Swords and Spears

For over a decade I’ve been hung up on the dearth of phys­i­cal evi­dence, par­tic­u­lar­ly Iron Age arti­facts, sup­port­ing the Book of Mor­mon. Recent­ly I had a mini-enlight­en­ment in this regard: swords and spears do not grow on trees; they do nor fall as man­na from Heav­en. They are made,  by men.

With­out pre­tend­ing to know more than I do about min­ing and met­al­lur­gy, as I under­stand, iron imple­ments are the prod­uct of a com­plex, labor-inten­sive process. Their gen­e­sis lies in rock, hard rock,  hematite, mag­netite, picked, hacked, gouged, blast­ed from the earth. Now, pic­ture Pitts­burg or Gary, Indi­ana. Even at one-tenth scale it’s a big deal. Crushed iron ore is dumped into a fur­nace. At rough­ly 2282° Fahren­heit iron melts. The dross or slag is skimmed off and molten iron poured into molds or ingots. Removed from a mold, I pre­sume spear points or arrow heads would be cleaned up, sharp­ened, and fit­ted to a wood­en shaft. Swords might be formed in molds or wrought from ingots, repeat­ed­ly reheat­ed, annealed, pol­ished, sharp­ened, and fit­ted with an iron, wood, or bone han­dle.

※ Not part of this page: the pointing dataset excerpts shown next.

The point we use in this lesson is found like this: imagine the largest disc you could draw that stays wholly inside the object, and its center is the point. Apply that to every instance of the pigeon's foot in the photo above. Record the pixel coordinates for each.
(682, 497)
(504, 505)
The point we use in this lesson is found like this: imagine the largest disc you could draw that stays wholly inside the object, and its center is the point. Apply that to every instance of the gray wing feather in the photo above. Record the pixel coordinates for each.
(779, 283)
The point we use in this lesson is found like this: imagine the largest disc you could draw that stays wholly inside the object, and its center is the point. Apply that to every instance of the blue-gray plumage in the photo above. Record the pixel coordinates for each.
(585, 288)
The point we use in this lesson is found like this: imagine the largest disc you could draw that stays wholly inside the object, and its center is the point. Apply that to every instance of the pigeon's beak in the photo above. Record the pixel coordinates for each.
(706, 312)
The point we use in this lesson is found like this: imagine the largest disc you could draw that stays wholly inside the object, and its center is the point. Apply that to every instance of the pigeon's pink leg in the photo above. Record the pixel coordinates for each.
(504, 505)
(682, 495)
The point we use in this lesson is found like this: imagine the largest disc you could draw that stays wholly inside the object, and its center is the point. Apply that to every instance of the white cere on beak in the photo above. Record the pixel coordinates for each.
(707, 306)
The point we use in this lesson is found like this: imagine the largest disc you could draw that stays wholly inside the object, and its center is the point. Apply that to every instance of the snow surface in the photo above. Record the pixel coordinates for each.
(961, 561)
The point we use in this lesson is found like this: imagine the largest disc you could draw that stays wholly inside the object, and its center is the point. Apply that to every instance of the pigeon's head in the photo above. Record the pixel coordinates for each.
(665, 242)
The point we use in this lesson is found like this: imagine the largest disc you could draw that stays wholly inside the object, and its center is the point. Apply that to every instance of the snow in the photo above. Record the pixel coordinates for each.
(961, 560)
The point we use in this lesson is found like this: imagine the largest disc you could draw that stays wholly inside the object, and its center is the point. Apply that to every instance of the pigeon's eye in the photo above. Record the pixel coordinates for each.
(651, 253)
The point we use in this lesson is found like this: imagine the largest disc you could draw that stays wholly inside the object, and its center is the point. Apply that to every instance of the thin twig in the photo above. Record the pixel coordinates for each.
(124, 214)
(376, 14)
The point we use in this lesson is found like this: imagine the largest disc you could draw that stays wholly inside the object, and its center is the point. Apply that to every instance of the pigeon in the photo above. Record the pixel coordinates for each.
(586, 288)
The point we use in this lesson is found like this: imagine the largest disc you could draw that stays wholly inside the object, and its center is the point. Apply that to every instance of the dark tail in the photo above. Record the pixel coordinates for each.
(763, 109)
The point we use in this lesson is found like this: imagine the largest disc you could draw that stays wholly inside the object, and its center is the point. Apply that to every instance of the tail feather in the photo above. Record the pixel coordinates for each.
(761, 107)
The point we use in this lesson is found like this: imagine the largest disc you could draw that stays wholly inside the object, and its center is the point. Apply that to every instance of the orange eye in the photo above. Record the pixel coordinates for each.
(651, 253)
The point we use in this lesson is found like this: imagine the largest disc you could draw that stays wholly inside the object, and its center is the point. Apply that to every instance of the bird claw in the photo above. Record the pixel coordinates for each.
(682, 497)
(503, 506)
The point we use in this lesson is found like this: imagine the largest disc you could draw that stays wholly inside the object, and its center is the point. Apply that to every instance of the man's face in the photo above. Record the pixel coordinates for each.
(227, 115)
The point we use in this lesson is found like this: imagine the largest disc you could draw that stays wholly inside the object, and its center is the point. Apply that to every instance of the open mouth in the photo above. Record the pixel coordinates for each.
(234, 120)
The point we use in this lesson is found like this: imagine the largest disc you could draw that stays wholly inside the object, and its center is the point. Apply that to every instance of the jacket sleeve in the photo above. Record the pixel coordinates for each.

Over five cen­turies from the Rock­ies to the Appalachi­ans, vir­tu­al­ly every square meter of earth has been denud­ed, tilled, plowed, plant­ed, and har­vest­ed hun­dreds of times over. And not just the Mid­west, Pacif­ic to Atlantic, the Gulf to the Arc­tic, land has been drilled down, dug up, built on, and paved over. While five hun­dred years of explo­ration and exploita­tion have over­run muse­ums and ware­hous­es with mil­len­ni­ums-old Stone Age arti­facts, not one from the Iron Age–Copper or Bronze Age for that matter–has turned up. Where are the mines, the mills, the fur­naces, the slag heaps? Where are the foundries, the black­smith shops, the forges, anvils, ham­mers, and tongs?

Among its myr­i­ad uses, the val­ue of met­al to an army can’t be over­stat­ed. In “Hele­man Leads an Army of 2060 Ammonite Youth” artist Arnold Friberg makes this appar­ent. At the painting’s cen­ter, amid a for­est of met­al-tipped spears point­ed sky­ward from the grip of 2060 “stripling” war­riors, com­man­der Hele­man, in pol­ished met­al hel­met and full war regalia, sits astride a steed–In Amer­i­ca before Columbus?–with a Spar­tan-like, pol­ished-met­al, head-piece.

With admi­ra­tion for Mr. Friberg’s skill and appre­ci­a­tion for artis­tic license, this work points to the immen­si­ty and com­plex­i­ty of equip­ping even one army: spears, swords, dag­gers, shields, head­gear, cloth­ing, shoes, boots by the thou­sand. Not to men­tion logis­ti­cal sup­port: work­ers, wag­ons, tents, bed­ding! Imag­ine feed­ing this gang three squares a day! What became of it: swords, spears, armor, all the sup­port equip­ment? After the bat­tle, what of the corpses? The skele­tons?

The Book of Mor­mon men­tions “sword” 157 times; “brass,” “iron,” “cop­per,” even “steel” 68 times. But no met­al implement–of war or otherwise–predating Colum­bus has ever been found in the Amer­i­c­as, not so much as one rusty pin!

Regard­ing the Book of Mor­mon, I’m com­pelled to look at the facts, the evidence–or absence there­of.